What types of headaches are there?
There are two basic types of headaches, primary and secondary. A primary headache is brought on by pain-sensitive components in your head or by over-activity. A primary headache is not a symptom of another, underlying disease. Secondary headaches are associated with another ailment.
What causes headaches?
Primary headaches, which include migraines, cluster headaches, and tension headaches, are caused by various factors, including stress, certain foods, changes in sleep patterns or lack of sleep, skipped meals, changes in weather or environment, alcohol consumption, and poor posture.
Secondary headaches are related to any number of illnesses or conditions, including acute sinusitis, brain aneurysm, concussion, dehydration, hangover, ice cream consumption, and more.
What is a sinus headache and what are the symptoms?
Sinus headaches occur when a sinus, which is a cavity in the bones of the skull or face, becomes inflamed and swells. Usually this condition is caused by an infection or an allergic reaction, although it may be related to a tumor. The pain, which may be dull and throbbing or sharp and quick, is felt in the facial area and, sometimes, the side of the head. Usually sinus headaches are treated with decongestants, antihistamines and/or antibiotics.
What is a tension headache and what are the symptoms?
Tension headaches tend to occur when someone is feeling anger, frustration, anxiety, or fatigue. These headaches usually start in the temples and work their way to the back of the head. Symptoms associated with these headaches include a tightening feeling around the head and soreness in the temples. Tension headaches are often treated with over-the-counter or prescription medicines and may also respond to relaxation therapy and biofeedback.
What is a cluster headache and what are the symptoms?
Cluster headaches, which are thought to be caused by chemical reactions in the brain, are so named because they come in groups. These headaches, which are often manifested on one side of the head, can begin with very little warning. Along with the pain, cluster headaches often induce a runny nose and/or a bloodshot or tearing eye on the same side of the head in which the headache resides. These headaches can be very intense and severe and may be treated with prescription medications and oxygen.
What is a migraine and what are the symptoms?
A migraine headache is defined by an intense, throbbing pain in one area of the head. These headaches, which usually start as a dull ache, can last for hours or even days. Symptoms include nausea, extreme sensitivity to light and sound, vertigo, dizziness, and vomiting. The pain may be in the front or back of the head, on either side of the head, on both sides of the head or in the temples. Many times people will lie down in a dark, quite place until the headache goes away. About 15% of those who have migraines will experience an aura before the headache manifests.
What is an aura?
Prior to a migraine establishing itself about 15% of those affected see an aura. Auras are thought to be the signs of neurological symptoms related to the developing migraine. Theses are often composed of dots, wavy or jagged lines, or flashing lights. Auras may be accompanied by tunnel vision, auditory or visual hallucinations, blind spots and/or the disruption of various senses, including taste, smell, or touch.
Additional symptoms include difficulty in repeating or saying the correct word, a feeling of numbness, or a pins and needles sensation in the body. Auras usually occur before the onset of the migraine and tend to last about an hour.
How do triggers affect migraines?
A trigger, which is what causes a migraine, may be an environmental or physical situation that develops. Migraine triggers vary for each individual. Some common triggers include weather or atmospheric changes, foods, stress, and hormonal changes.
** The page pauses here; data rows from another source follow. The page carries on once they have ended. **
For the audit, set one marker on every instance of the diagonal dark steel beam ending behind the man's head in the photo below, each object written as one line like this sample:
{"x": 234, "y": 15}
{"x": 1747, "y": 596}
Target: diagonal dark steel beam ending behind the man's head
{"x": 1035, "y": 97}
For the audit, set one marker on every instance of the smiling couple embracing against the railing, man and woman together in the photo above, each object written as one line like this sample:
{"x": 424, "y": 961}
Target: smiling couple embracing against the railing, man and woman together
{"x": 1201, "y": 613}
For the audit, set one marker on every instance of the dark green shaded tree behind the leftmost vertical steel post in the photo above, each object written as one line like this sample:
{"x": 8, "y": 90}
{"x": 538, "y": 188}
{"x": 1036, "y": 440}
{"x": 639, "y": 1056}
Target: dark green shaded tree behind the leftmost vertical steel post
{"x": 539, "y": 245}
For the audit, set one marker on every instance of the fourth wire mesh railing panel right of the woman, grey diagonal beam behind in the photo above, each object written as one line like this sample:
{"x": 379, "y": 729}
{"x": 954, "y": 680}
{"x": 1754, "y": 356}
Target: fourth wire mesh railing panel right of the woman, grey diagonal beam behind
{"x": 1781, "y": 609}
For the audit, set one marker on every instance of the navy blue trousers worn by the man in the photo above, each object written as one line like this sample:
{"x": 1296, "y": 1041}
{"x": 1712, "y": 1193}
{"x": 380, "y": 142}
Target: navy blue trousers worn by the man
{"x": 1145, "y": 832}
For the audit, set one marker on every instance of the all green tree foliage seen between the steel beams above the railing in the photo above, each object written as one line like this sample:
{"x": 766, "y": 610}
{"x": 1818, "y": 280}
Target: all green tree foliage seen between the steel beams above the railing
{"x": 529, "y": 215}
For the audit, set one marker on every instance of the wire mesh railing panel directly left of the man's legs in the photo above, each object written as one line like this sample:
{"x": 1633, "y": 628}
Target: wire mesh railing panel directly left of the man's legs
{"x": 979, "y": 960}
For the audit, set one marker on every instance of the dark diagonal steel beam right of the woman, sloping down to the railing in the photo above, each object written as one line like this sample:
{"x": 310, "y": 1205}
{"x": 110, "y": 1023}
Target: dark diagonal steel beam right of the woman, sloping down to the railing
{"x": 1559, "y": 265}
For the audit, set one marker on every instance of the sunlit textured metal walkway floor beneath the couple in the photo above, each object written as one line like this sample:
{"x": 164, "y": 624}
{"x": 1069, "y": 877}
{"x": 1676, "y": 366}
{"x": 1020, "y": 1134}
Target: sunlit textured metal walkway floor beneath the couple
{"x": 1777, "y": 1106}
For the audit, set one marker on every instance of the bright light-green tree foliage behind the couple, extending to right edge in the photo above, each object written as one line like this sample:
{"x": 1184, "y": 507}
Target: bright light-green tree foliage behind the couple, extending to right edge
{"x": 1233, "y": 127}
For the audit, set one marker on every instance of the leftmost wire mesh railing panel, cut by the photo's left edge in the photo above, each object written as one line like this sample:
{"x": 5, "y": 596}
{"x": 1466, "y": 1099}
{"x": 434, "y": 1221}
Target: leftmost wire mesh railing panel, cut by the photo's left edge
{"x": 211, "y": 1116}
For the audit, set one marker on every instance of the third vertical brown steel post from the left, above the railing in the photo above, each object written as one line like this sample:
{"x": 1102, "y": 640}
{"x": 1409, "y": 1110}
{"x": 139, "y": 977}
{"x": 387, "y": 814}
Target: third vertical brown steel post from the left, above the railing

Keeping a diary of what conditions exist when a migraine develops is a good way to track these headaches in order to determine your triggers and possibly circumvent them.
Are migraines dangerous?
Migraines, when left untreated, can be debilitating. However, a migraine unto itself is not considered to be dangerous. There have been some studies linking migraines to increasing one’s risk of stroke and structural brain lesions. However, the increase overall is minimal. There is also some inconclusive evidence that has connected migraines to dementia and cognitive decline. However, these findings are in doubt due to the small number of people studied.
How can migraines be treated?
There are a range of treatments and therapies for migraines. These include various over-the-counter and prescription medications, acupuncture treatment, injections, and relaxation training and biofeedback. Also herbal therapies, acupressure, and yoga have been used to treat these headaches.